The watchdog of civil liberties for generations in our country has been the American Civil Liberties Union (ACLU). They have worried about the wording of this definition, stating “this definition is broad enough to encompass the activities of…prominent activists, campaigns and organizations.” Where they may have seemed alarmist at one point, they seem prescient now. What is equally alarming is that these stories have received absolutely no coverage in the corporate media, leaving the majority of Americans in the dark about how the PATRIOT act is being abused.

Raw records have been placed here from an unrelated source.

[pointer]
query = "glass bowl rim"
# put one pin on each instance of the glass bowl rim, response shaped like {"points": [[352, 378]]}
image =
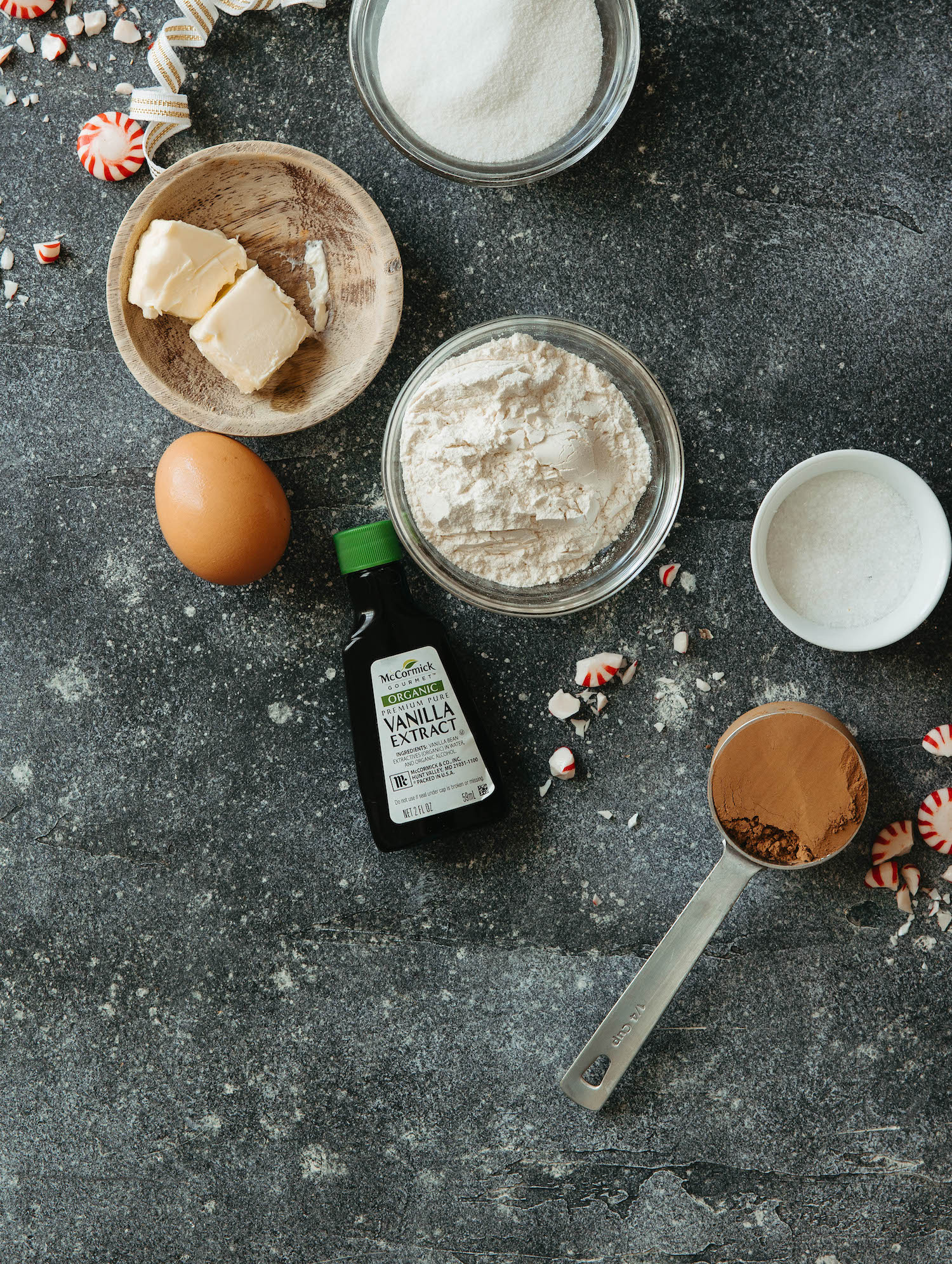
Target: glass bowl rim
{"points": [[493, 174], [612, 581]]}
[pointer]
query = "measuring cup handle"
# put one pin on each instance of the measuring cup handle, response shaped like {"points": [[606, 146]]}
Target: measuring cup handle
{"points": [[646, 997]]}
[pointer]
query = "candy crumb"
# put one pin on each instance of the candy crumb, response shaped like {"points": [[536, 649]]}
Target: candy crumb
{"points": [[563, 706], [598, 670], [562, 764], [939, 741]]}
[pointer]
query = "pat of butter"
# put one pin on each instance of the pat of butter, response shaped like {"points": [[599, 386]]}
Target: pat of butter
{"points": [[180, 270], [251, 331]]}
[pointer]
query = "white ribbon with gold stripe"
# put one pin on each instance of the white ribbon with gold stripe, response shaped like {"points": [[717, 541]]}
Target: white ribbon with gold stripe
{"points": [[166, 108]]}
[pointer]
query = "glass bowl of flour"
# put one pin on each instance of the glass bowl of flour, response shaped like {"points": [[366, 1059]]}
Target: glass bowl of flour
{"points": [[494, 93], [604, 483]]}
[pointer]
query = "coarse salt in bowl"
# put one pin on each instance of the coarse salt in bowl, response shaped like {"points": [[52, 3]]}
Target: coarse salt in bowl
{"points": [[926, 586], [621, 52], [637, 545]]}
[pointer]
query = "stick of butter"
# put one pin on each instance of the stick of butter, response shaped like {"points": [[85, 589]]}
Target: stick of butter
{"points": [[251, 330], [181, 270]]}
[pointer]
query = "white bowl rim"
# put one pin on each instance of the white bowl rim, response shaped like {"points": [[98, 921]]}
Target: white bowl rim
{"points": [[934, 572]]}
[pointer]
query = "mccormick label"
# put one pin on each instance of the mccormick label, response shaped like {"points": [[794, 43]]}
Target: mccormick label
{"points": [[430, 760]]}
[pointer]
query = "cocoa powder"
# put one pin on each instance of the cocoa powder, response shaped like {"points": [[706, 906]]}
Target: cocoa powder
{"points": [[790, 788]]}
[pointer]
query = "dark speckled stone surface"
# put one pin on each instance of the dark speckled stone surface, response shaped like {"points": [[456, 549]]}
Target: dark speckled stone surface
{"points": [[229, 1029]]}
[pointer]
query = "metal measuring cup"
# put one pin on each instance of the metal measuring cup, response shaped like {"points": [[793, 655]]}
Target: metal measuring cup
{"points": [[642, 1003]]}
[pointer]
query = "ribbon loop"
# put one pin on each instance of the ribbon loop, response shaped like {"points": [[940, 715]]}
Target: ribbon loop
{"points": [[163, 107]]}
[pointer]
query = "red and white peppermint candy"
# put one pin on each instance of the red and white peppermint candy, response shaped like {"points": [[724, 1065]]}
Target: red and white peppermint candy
{"points": [[52, 46], [939, 741], [110, 146], [896, 839], [562, 764], [884, 875], [936, 820], [598, 669], [912, 878], [34, 9], [46, 251]]}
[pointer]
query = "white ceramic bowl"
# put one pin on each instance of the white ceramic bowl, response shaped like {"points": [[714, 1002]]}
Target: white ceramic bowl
{"points": [[936, 550]]}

The most recent revelation is that anti-war activists have been placed on the domestic terrorist list as well. A lawsuit brought by peace activists who were spied on by military and police infiltrators over the past decade has revealed that several of these non-violence advocates were labeled terrorists. It is not hard to imagine the potency of thisin times gone by. Had it been part of the arsenal available to authorities in the late 1950s and early 1960s when African Americans began their struggles against Jim Crow segregation, it may well have been brought out and used against them if similar trends like we see today were in place. We already know that authorities were abusing their power to spy on Dr. Martin Luther King, Jr. and his allies. We know that the government infiltrated various activist groups throughout the 1960s and 70s, often agitating these groups to commit violent acts when the groups never had any intention of doing so. It is also difficult to predict going forward which groups, which activists, and which dissenters could fall under the umbrella of “terrorist” with the label being so generally applied.
It is perhaps the dissenters, activists, and civilly disobedient who see the recent revelation of the government’s NSA programs as most alarming. Lee Fang, of the Nation, reported on a foiled attempt by defense contractors who still work for the NSA to spy on left-wing organizations:
“Two years ago, a batch of stolen e-mails revealed a plot by a set of three defense contractors (Palantir Technologies, Berico Technologies and HBGary Federal) to target activists, reporters, labor unions and political organizations. The plans— one concocted in concert with lawyers for the US Chamber of Commerce to sabotage left-leaning critics, like the Center for American Progress and the SEIU…— fell apart after reports of their existence were published online.”
Taken together, it is worth revisiting how the PATRIOT act is being utilized in our nation. To define who is a terrorist. To decide who gets to spy. And importantly, to decide how much power the government is granted to “observe” its citizens.